He gave a more genuine, sneering laugh and actually directed it towards the machine. ‘Don’t be absurd! It was planted: maybe you even know by whom.’
Behind him both guards shifted uneasily. So far this recording wasn’t going to earn her any commendations, Natalia accepted. But it might do, from now on. ‘There is evidence, in addition to the canisters,’ she declared. ‘Quite separate and even more incriminating.’
‘What?’
‘Photographs.’
‘What the hell are you talking about now? What photographs?’
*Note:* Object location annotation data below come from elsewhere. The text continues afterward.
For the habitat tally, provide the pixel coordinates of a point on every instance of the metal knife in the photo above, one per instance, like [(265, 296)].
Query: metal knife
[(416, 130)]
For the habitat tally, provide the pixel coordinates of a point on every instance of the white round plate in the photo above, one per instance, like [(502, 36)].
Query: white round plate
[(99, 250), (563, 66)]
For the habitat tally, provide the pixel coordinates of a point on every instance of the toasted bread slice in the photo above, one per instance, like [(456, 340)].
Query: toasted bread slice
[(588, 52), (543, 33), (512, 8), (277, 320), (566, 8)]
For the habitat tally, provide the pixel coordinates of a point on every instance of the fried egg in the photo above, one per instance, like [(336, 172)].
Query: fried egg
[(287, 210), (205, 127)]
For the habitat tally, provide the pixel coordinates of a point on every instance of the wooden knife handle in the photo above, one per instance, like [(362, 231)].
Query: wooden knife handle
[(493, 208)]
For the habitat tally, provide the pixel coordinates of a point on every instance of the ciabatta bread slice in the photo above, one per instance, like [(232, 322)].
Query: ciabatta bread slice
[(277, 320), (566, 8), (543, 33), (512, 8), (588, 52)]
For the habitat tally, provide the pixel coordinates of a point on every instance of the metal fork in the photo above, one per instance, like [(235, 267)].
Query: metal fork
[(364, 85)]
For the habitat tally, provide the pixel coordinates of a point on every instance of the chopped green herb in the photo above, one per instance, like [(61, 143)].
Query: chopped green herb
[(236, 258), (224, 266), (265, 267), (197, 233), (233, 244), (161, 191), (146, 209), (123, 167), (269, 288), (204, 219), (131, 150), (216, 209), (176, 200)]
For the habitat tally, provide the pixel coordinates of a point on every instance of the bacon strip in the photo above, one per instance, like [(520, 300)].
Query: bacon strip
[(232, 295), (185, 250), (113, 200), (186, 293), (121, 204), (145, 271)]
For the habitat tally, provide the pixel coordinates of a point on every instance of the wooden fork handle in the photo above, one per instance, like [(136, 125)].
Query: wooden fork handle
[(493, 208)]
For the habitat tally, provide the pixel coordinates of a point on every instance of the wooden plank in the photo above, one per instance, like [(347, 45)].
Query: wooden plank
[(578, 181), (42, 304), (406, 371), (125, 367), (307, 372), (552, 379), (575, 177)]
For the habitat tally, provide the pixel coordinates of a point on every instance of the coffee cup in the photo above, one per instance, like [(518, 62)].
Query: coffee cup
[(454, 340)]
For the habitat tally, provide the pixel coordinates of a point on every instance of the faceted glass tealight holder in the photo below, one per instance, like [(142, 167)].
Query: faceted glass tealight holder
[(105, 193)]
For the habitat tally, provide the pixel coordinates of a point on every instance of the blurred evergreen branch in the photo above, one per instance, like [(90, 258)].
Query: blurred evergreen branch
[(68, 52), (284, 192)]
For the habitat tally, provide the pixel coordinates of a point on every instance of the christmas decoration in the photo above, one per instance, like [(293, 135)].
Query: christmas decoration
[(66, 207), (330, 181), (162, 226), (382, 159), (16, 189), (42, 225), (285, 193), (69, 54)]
‘Photographs of Pizhma,’ insisted Natalia, anticipating his collapse. ‘High-definition pictures taken from a specially directed satellite showing every stage of the robbery. And showing, too, the people involved: people that can be positively identified by using developing and enlargement techniques.’ Kestler had talked of height, weight and dress identification, although not of facial recognition which she was trying to suggest without actually claiming it. If they did try to use the satellite pictures in a court hearing, which it was extremely likely they would, they couldn’t logically exclude the Americans from any future progress meetings. That hadn’t been touched upon at any ministerial or operational session she’d so far attended. She’d have to mention it. She pushed aside the digression, looking up expectantly at the man.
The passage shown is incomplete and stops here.